Gambling Impacts on Individuals and Communities


Gambling is a form of entertainment, where people wager something of value on a chance event. Typically, gamblers predict the outcome of a game, and if they win, they can get a cash prize. But gambling is also a source of financial risk. It is also a type of addiction, in which a person becomes unable to resist the temptation to engage in gambling. In addition to losing money, gamblers can exhibit cognitive and motivational biases, and may even be more susceptible to trauma and a sense of loss.

While many studies have measured the costs of gambling and its impact on individuals, most have largely ignored social and community impacts. This is because they are difficult to measure and often invisible. Hence, it is necessary to fill in the gaps in research to construct a broader evidence base on gambling impacts.

One way to assess the gambling impacts of an individual is by measuring health-related quality of life weights (HRQOL). Unlike financial and monetary impacts, these weights are intangible in nature, and can be used to identify gambling harms that affect gamblers’ social networks. Compared with nongamblers, recreational gamblers report a better HRQOL. However, a minority of adults have reported that they engage in gambling as a major leisure activity.

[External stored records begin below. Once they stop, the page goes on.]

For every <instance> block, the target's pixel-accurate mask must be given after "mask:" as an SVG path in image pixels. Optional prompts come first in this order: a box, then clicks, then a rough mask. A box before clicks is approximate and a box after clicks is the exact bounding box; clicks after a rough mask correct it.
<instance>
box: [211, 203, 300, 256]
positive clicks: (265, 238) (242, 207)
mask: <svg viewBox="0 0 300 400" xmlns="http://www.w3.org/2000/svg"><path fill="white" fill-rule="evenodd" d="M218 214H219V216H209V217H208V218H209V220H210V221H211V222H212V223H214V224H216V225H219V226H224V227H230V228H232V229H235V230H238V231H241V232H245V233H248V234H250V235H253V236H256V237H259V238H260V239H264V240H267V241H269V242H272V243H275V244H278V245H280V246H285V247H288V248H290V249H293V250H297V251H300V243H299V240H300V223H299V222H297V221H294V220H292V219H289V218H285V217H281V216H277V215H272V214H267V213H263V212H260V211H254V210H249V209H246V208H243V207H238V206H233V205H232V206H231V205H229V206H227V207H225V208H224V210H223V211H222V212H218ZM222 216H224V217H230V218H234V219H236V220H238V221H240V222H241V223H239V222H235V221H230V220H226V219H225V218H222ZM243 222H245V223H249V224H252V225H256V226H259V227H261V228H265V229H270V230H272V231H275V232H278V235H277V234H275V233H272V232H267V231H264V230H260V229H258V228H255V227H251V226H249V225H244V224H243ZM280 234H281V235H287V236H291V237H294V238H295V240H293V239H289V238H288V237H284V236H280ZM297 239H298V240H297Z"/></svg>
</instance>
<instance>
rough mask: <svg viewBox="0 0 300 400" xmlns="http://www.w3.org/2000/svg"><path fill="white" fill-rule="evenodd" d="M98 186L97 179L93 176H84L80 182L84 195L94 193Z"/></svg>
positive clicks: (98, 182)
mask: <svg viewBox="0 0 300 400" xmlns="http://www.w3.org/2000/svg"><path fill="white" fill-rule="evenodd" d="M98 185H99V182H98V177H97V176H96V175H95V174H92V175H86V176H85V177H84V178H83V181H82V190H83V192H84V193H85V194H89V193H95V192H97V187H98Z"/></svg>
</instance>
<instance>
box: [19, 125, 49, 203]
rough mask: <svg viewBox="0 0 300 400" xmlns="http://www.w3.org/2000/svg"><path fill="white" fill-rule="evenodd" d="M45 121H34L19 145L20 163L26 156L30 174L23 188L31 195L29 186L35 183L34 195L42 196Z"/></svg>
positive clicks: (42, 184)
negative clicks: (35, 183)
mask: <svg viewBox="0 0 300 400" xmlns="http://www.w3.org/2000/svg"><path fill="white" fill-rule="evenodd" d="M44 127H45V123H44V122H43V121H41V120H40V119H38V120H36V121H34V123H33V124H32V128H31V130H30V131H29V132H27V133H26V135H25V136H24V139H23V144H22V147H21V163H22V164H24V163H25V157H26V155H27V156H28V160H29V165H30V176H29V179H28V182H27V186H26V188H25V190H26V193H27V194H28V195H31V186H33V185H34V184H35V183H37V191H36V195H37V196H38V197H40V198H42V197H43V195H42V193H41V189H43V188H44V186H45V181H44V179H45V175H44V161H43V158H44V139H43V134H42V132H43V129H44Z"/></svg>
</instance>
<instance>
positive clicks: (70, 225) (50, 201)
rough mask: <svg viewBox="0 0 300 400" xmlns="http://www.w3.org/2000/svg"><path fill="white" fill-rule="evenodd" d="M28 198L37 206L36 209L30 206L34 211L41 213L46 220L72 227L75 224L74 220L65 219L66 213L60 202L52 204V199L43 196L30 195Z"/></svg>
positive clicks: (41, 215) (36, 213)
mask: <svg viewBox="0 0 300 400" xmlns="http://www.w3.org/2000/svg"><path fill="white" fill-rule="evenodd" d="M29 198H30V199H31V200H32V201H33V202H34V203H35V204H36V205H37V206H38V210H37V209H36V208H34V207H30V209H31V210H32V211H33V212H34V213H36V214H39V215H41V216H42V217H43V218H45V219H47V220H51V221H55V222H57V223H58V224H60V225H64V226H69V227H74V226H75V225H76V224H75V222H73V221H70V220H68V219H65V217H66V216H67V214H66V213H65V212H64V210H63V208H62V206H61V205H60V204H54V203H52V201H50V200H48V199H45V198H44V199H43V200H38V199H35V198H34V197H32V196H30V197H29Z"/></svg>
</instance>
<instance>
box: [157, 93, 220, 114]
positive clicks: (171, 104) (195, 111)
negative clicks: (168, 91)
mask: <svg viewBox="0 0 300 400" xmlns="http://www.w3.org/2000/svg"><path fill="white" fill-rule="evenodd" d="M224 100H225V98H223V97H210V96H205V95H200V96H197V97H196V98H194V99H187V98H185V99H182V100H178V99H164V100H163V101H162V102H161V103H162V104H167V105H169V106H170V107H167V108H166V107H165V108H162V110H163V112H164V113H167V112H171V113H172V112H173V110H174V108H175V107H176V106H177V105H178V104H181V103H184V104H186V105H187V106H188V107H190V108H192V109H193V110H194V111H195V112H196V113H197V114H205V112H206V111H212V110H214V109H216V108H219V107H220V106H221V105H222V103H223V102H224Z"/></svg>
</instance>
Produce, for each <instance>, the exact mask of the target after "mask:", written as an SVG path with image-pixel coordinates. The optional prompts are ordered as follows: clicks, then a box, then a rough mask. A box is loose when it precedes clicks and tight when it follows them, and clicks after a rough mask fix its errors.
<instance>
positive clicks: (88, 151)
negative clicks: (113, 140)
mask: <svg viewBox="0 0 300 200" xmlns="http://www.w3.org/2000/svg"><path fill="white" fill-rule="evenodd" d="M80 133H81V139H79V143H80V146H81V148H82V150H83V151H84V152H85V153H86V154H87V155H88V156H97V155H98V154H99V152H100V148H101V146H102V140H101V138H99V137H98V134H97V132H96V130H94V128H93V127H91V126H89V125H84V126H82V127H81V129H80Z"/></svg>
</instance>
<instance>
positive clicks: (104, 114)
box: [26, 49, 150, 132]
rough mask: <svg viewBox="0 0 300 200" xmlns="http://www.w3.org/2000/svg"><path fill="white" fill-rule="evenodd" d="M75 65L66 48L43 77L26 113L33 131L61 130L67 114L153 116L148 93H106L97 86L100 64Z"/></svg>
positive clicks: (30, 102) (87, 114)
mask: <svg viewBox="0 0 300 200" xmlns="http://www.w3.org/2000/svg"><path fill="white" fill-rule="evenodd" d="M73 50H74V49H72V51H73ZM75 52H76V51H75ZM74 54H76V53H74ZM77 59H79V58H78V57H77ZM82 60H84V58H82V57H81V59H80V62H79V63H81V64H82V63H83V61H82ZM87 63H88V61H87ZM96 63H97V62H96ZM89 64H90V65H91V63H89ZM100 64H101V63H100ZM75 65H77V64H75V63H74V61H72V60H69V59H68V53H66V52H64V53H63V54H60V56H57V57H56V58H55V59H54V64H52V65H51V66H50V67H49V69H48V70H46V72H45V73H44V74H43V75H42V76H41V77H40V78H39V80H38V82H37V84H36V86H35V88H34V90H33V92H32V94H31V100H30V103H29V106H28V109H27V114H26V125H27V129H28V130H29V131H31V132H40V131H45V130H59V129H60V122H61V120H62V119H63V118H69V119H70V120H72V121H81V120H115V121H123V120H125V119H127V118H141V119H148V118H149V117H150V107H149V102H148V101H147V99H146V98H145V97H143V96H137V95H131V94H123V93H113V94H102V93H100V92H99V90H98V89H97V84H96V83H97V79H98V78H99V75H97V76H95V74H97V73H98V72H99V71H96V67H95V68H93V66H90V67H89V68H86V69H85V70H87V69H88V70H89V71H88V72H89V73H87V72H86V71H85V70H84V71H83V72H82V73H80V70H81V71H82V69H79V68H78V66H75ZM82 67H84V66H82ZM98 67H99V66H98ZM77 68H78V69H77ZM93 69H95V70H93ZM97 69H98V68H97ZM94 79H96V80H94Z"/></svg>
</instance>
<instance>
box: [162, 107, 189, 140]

Gambling is a very popular recreational activity, and most adults engage in some type of gambling at some point in their lives. Gambling is a fun, social experience that can provide a sense of social connection. Some consumers engage in gambling to alleviate financial stress, or to help them escape problems in their lives. Others may use the dream of winning money as motivation.

A growing number of adults have engaged in some type of gambling. Compulsive gambling is more common among men, especially in middle-aged and older adults. Problem gambling is a serious issue for the gambler and their family. Several types of therapy are available for problem gamblers. These include family therapy, cognitive behavioral therapy, and group therapy.

The introduction of casinos to the United States has had a negative impact on communities. Several studies have linked casinos with increased rates of violent crime. Casinos are also associated with increased rates of driving while intoxicated. Other studies have shown that gambling reduces social isolation and promotes a sense of connectedness.

Some studies have linked problem gambling to an increase in intimate partner violence, homicide, and dating violence. Research suggests that pathological gambling increases the odds of severe child abuse. Studies have found that pathological gamblers account for $1000 in excess lifetime police costs per person. Although studies have not fully assessed the impacts of gambling on the public, a public health approach has been developed to examine the gambling impacts of a range of severity.

Gambling’s impacts are generally divided into three categories, namely general, interpersonal, and community/society impacts. The societal level impacts are the most difficult to study and evaluate. Consequently, a conceptual model was developed by Williams et al. (2009) to address this gap.